La muchacha está sentada a la mesa de un café. Tiene las piernas apoyadas en la silla de enfrente y sostiene, a la altura casi de las rodillas, un libro abierto. No está leyendo el libro, sin embargo; al menos no ahora. Lo que lee es la pantalla del smartphone colocado encima del libro. Permanece muy absorta durante un rato, recorriendo ventanas con el dedo. Luego aparta el smartphone y ahora sí lee el libro.

No dura mucho. Apenas ha pasado un par de páginas cuando una señal le avisa de que le ha llegado algún mensaje por WhatsApp. Lo lee con una sonrisa, lo responde tecleando a toda velocidad, luego recorre otros mensajes. Cuando se cansa, de nuevo aparta el smartphone y reemprende la lectura del libro. Su mirada, sin embargo, se distrae a menudo con lo que pasa alrededor, además de echar constantes miradas de soslayo a la pantalla del smartphone, que permanece encendida. Ahora lo que suena es la melodía del teléfono. Enseguida responde y se pone a hablar durante varios minutos. Al terminar, se queda un rato pensativa y retoma la lectura otra vez.
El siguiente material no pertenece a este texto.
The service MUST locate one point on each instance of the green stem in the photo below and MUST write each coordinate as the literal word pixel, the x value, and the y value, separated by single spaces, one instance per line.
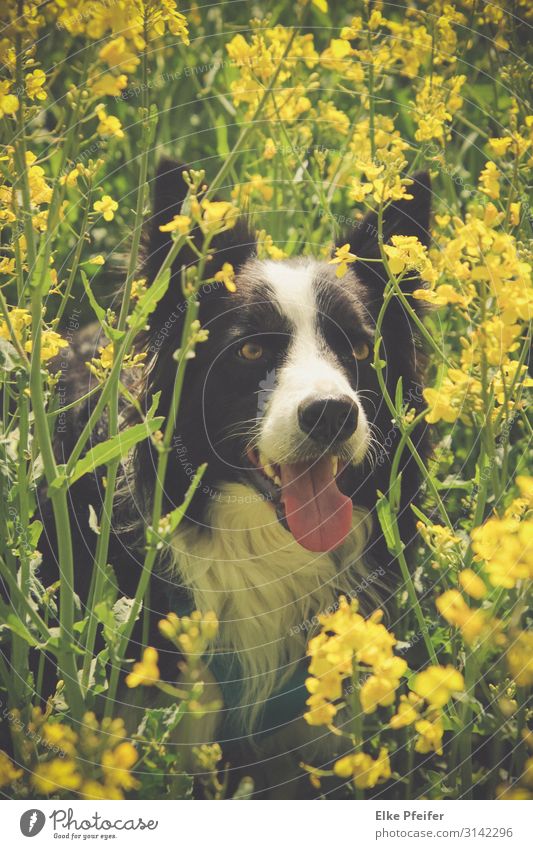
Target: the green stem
pixel 58 497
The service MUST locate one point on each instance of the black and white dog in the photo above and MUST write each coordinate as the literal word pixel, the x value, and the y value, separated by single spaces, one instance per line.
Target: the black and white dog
pixel 283 404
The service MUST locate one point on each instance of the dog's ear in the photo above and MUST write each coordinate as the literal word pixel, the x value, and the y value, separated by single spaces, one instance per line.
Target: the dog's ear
pixel 401 218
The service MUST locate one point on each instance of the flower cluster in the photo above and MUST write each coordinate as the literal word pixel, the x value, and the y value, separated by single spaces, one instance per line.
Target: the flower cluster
pixel 505 544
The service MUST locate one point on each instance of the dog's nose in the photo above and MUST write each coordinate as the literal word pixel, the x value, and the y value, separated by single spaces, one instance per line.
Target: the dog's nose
pixel 327 420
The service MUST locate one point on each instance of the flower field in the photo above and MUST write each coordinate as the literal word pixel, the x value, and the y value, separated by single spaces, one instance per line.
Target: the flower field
pixel 300 116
La escena que describo es muy común, incluso familiar. Nos hemos acostumbrado a ella. Hace unos pocos años, yo mismo la hubiera contemplado con impaciencia, diciéndome que este no es modo de leer, que así no hay manera.

Pero ha pasado el tiempo, la escena no deja de repetirse, y me pregunto por qué pienso que no es este un modo de leer. Pues sí lo es, a la vista está, por muy incompatible que sea con el mío propio.
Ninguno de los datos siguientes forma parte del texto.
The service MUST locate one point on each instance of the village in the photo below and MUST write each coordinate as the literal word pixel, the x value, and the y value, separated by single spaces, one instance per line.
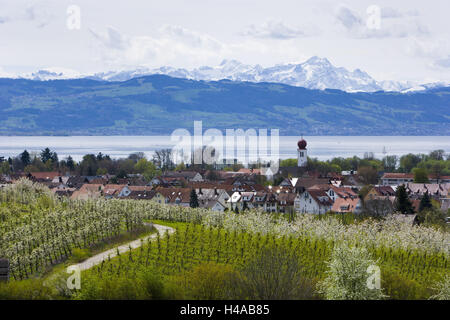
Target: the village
pixel 296 189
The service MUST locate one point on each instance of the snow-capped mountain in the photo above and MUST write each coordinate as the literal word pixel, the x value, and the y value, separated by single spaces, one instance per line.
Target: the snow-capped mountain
pixel 315 73
pixel 52 74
Más que asombrarnos o que rasgarnos las vestiduras ante la escena de esa muchacha leyendo, quizá sea el momento de plantearnos dos cosas.

¿Cuándo aceptaremos que también la actividad lectora es mudable, que nuestra forma de leer está tecnológica y culturalmente condicionada?
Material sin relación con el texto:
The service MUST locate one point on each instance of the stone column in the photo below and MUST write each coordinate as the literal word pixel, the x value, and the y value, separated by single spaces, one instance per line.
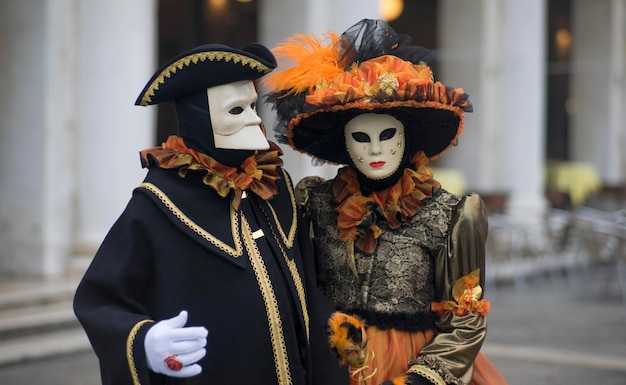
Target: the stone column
pixel 37 135
pixel 598 117
pixel 117 57
pixel 523 103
La primera: la manera de leer de esa muchacha no es una anomalía. Es la manera en que leen millones de personas en la actualidad, jóvenes y adultas, entre ellas muchas que se toman a sí mismas por lectoras con la misma autoridad que yo.

La segunda: ¿cuándo aceptaremos que también la actividad lectora es mudable, que nuestra forma de leer está tecnológica y culturalmente condicionada, y que, por mucho que haya sido la hegemónica durante cinco siglos, hace ya tiempo que le ha sonado la hora?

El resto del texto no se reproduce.